Matiangi says govt won’t buy imported police uniform

December 18, 2018 10:35 am
So far, only a handful of senior police officers and a few from the lower cadre have been supplied with the new Persian Blue uniform. Photo/COURTESY NPS.

, NAIROBI, Kenya Dec 18 – Interior Cabinet Secretary Fred Matiangi says the government will not succumb to pressure from merchants to buy imported police uniform.

This follows uproar that the government is unable to find the suitable material for the new police uniform which was supposed to be rolled out on Jamhuri Day.

Matiangi, however, says everything is on course and that the government has already paid local manufacturers to produce the new uniform, while dismissing as propaganda talk that they are struggling to get the suitable material.
So far, only a handful of senior police officers and a few from the lower cadre have the new Persian Blue uniform that was launched by President Uhuru Kenyatta recently.

A visibly agitated CS told journalists on Tuesday that himself, Inspector General of Police Joseph Boinnet, Principal Secretary Karanja Kibicho have been under immense pressure from “all manner of thieves that we should import the police uniform.”

“Listen to me very carefully, we will not import police uniform from any country. We must protect and promote the local textile industry. Buy Kenya build Kenya. No amount of pressure and manipulation will change that position,” he asserted.

Earlier on Monday night, the IG had told Capital FM News that there are “campaigns by merchants in their attempt to mess up with the programme,.”

Matiangi, on Tuesday morning wondered, “how then are we going to support our cotton farmers and manufacturers and create jobs in the country?”.

“You know, this monkey business that has been going on for some time must stop.

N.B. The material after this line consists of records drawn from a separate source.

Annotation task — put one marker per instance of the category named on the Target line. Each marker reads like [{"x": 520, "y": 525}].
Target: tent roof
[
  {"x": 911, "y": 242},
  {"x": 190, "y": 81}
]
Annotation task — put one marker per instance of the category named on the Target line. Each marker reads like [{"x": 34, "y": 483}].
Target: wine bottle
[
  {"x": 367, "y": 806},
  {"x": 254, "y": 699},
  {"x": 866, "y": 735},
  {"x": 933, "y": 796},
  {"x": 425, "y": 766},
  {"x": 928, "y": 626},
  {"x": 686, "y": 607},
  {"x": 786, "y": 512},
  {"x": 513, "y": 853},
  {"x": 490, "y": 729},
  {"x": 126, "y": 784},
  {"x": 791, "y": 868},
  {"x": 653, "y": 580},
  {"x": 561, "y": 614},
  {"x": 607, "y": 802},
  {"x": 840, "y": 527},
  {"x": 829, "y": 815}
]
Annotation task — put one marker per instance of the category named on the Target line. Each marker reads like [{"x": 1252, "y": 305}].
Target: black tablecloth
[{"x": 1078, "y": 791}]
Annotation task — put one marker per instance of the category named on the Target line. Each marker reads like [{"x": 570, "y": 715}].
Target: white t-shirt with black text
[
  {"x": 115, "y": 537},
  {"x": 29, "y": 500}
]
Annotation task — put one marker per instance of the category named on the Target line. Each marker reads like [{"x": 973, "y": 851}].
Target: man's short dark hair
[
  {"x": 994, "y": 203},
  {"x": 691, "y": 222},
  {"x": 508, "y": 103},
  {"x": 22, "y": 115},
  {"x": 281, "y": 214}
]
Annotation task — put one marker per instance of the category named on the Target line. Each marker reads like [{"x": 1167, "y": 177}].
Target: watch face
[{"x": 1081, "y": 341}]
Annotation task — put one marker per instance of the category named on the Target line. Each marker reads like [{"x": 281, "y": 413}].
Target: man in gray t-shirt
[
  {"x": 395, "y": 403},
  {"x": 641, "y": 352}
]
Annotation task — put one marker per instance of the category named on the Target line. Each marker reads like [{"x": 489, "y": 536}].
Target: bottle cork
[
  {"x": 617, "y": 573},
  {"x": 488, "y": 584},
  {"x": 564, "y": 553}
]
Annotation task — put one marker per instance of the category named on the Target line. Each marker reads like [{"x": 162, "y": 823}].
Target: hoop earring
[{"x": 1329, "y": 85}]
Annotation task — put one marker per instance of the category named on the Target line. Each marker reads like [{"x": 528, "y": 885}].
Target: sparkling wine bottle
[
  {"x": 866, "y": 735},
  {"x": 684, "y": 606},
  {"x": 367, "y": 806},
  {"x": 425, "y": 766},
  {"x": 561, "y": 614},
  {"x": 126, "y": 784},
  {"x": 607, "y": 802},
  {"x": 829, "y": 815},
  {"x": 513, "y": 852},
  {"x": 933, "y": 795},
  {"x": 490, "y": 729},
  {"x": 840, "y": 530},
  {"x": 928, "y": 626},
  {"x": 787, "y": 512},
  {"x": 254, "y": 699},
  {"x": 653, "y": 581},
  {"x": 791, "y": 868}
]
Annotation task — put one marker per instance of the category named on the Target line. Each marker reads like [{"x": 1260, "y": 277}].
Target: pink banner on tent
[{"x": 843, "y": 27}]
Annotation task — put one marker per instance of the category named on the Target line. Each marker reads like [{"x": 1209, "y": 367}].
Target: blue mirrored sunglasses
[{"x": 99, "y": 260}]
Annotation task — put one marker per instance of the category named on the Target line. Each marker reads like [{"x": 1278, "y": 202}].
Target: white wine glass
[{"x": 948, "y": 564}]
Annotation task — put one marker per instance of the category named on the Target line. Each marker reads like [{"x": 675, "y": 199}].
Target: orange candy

Isn’t simply outrageous that someone is saying we don’t have material in Kenya with the kind of textile industry we have?,” he posed.

Matiangi, however, insists everything is on course and that the government has already paid local manufacturers to produce the new uniform, while dismissing as propaganda talk that they are struggling to get the suitable material.

Already the Government has paid for the first batch of police uniform.

Some 600 National Youth Service tailors are among those entrusted to deliver more than 90,000 pieces for all members of the National Police Service.

So far, only a handful of senior police officers and a few from the lower cadre have been supplied with the new Persian Blue uniform that was launched by President Uhuru Kenyatta recently.

“People should stop being mischievous,” the CS said.

 

 

The change in police uniform is just a section of drastic police reforms launched by the President.
The change in police uniform is a United Nations recommendation, in a bid to increase their visibility while serving civilians and a way to enhance accountability.

The new uniform was first seen this year on September 13 at the Kenya School of Government, when President Kenyatta announced a set of drastic reforms that include merging Kenya and Administration police services.

Under the merger, the officers will work under a new unit named the “General Duty Officers” which will be under the Deputy Inspector General of Police.

The Rural Border Police Unit has been transformed into the border police unit with 6,000 officers under the Deputy Inspector General of Police who oversees the Administration Police.

The Administration Police, regular, regional, county and sub-county commander posts were abolished.

President Kenyatta also re-named Kiganjo Police college to the National Police College, with the AP College named as the campus of the National Police College.

Going forward, junior police officers will now enjoy house allowances, after the mandatory housing in quarters was abolished.

The officers will be required to use their allowances to acquire private rental property.